Secara umum, karya-karya di provinsi ini boleh dikatakan semajemuk dengan karya-karya di provindo. Kiranya bisa saya sebutkan sekilas: karya pendidikan menengah (ada 6 sekolah) dan pendidikan tinggi (ada fakultas teologi), karya paroki (ada 4 paroki), karya spiritualitas (ada 2 rumah retret, pusat spiritualitas Ignasian, dan beberapa kelompok CLC), karya media (ada 1 di bidang percetakan dan lainnya di bidang televisi), karya sosial (ada beberapa sentral untuk orang kusta dan HIV dan untuk penduduk asli), dan terakhir adalah karya orang muda (ada 1 asrama untuk mahasiswa dan 1 kantor pusat MAGIS).
Bagaimanakah karya orang muda itu dilakukan?
Pertama, pelayanan di bidang ini perlu diletakkan dalam konteks sejarah. Di Hongkong, misalnya, di mana dahulu sekolah menengah menjadi basis pelayanan misionaris dari Irlandia. Dan karya sekolah ini masih terasa dampaknya hingga saat ini. Tahun ini, sekolah Wah Yan Hongkong merayakan 100 tahun dan Wah Yan Kowloon merayakan 90 tahun. Sekolah ini menciptakan kader-kader di instansi pemerintah dan sektor swasta. Selain itu, juga ada pelayanan asrama untuk mahasiswa yang menempuh studi di Universitas Hongkong, universitas terfavorit di sana.
Lain lagi dengan pelayanan orang muda di Taiwan. Dulu sewaktu saya tinggal di sana, orang mudanya dikenal dengan “Strawberry Generation”, sebuah generasi yang nampaknya penuh semangat dan promising, hadir dalam macam-macam kegiatan. Tetapi, kesediaan tinggal dalam sebuah kelompok apalagi ketika dituntut sebuah komitmen bahkan ke arah ‘panggilan’ pun tidak banyak. Syukurlah, beberapa tahun ini, di Taipei ada 1 kantor pusat MAGIS, sebuah pusat pelayanan orang muda dan tidak sedikit yang terlibat.
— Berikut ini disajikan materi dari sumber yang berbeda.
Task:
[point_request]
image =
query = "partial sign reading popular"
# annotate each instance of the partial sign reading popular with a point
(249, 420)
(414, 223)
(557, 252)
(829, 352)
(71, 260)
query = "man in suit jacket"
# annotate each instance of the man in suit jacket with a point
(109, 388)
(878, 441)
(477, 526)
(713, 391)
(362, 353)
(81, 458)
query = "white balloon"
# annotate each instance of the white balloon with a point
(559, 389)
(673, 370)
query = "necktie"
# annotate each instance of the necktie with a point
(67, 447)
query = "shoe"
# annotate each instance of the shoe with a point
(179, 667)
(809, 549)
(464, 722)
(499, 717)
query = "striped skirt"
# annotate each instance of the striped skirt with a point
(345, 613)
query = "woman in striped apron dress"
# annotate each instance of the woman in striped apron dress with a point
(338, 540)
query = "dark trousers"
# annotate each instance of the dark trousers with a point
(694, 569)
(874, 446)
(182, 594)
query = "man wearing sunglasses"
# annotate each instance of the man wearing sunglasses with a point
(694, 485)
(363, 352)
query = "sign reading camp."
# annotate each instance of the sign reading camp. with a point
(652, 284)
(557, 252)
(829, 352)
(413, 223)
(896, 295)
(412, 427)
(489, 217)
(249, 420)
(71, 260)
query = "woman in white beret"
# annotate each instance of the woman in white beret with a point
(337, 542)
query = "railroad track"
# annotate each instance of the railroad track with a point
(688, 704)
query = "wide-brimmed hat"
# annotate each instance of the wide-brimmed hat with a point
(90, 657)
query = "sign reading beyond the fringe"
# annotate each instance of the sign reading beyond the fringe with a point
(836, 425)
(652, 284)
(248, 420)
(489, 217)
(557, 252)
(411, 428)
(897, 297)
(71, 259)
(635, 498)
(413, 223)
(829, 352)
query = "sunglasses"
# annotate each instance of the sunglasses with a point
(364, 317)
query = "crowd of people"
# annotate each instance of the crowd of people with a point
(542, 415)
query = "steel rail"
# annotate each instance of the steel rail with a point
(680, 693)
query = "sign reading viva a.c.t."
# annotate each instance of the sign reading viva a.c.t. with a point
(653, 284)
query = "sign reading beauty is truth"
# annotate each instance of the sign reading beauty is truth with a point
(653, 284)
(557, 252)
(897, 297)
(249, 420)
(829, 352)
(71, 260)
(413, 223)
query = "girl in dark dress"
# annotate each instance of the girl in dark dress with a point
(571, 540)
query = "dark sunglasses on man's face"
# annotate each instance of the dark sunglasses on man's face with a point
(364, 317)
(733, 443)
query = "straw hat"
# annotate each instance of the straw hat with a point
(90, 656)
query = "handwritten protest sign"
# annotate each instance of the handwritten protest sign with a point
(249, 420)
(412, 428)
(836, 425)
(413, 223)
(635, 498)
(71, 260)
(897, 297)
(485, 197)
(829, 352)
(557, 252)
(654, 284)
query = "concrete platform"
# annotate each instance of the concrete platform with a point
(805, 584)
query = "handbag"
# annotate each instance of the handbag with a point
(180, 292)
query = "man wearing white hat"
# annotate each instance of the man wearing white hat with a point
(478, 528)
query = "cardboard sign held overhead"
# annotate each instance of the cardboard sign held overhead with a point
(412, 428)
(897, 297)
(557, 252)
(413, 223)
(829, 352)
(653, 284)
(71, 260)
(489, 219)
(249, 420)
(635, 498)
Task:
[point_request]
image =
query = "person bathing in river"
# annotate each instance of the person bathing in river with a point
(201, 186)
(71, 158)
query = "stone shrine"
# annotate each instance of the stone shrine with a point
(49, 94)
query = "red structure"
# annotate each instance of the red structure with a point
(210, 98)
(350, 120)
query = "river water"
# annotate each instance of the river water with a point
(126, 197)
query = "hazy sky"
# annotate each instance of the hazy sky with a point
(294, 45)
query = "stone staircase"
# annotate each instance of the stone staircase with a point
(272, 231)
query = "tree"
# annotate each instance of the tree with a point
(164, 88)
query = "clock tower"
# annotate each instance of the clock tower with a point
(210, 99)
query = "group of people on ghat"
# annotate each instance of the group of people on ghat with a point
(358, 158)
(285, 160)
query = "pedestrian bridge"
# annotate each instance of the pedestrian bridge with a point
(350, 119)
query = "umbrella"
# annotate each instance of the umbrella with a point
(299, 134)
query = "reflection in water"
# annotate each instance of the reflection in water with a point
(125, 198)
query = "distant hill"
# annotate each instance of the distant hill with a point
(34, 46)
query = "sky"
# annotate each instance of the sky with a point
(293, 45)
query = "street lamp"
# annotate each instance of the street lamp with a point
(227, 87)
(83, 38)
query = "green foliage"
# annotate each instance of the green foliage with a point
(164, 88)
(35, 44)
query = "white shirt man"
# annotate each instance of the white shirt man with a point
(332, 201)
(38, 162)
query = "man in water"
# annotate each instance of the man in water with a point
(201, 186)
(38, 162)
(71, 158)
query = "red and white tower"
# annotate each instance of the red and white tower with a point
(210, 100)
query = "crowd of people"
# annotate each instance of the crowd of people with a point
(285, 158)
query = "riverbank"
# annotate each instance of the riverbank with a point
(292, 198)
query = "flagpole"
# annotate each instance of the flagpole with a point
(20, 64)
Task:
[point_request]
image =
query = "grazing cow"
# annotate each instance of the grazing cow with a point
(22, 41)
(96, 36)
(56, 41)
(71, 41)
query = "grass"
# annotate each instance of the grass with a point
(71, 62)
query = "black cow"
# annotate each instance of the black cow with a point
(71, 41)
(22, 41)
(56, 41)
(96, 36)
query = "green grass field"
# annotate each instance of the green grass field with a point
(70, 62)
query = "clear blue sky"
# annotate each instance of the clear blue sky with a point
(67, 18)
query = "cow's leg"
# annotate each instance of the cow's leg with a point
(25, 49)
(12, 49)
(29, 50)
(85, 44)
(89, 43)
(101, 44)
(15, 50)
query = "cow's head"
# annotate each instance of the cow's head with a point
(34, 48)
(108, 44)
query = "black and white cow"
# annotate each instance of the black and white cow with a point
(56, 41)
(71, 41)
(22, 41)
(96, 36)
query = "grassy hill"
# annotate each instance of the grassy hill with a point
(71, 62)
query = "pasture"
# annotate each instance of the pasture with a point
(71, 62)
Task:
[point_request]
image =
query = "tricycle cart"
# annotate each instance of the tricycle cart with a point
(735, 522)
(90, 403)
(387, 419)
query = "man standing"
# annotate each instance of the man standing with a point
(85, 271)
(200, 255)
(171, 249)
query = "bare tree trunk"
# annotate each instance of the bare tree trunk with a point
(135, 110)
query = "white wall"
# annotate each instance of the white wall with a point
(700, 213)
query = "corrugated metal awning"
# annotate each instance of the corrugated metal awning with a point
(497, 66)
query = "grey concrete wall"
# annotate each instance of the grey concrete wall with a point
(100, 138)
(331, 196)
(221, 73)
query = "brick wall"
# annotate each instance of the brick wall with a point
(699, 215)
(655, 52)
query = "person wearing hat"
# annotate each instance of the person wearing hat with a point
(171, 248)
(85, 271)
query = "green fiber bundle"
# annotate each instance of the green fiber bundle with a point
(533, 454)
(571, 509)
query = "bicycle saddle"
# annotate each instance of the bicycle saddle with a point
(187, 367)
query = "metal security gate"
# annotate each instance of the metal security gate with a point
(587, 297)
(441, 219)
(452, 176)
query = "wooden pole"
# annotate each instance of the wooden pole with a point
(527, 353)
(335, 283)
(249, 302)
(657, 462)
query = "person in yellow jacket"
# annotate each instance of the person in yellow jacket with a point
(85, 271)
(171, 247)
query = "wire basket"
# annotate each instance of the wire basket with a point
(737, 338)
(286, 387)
Untuk acara-acara internasional, mayoritas anak-anak muda ini membiayai dirinya sendiri. Misalnya saja MAGIS dan World Youth Days (disingkat WYD) di Panama beberapa bulan lalu, Chinese Province mengirim 25 orang anak muda. Di bulan Agustus yang akan datang, sekitar 10 orang anak muda akan ziarah sambal berjalan kaki dengan mengikuti rute Ignasius Loyola di Spanyol.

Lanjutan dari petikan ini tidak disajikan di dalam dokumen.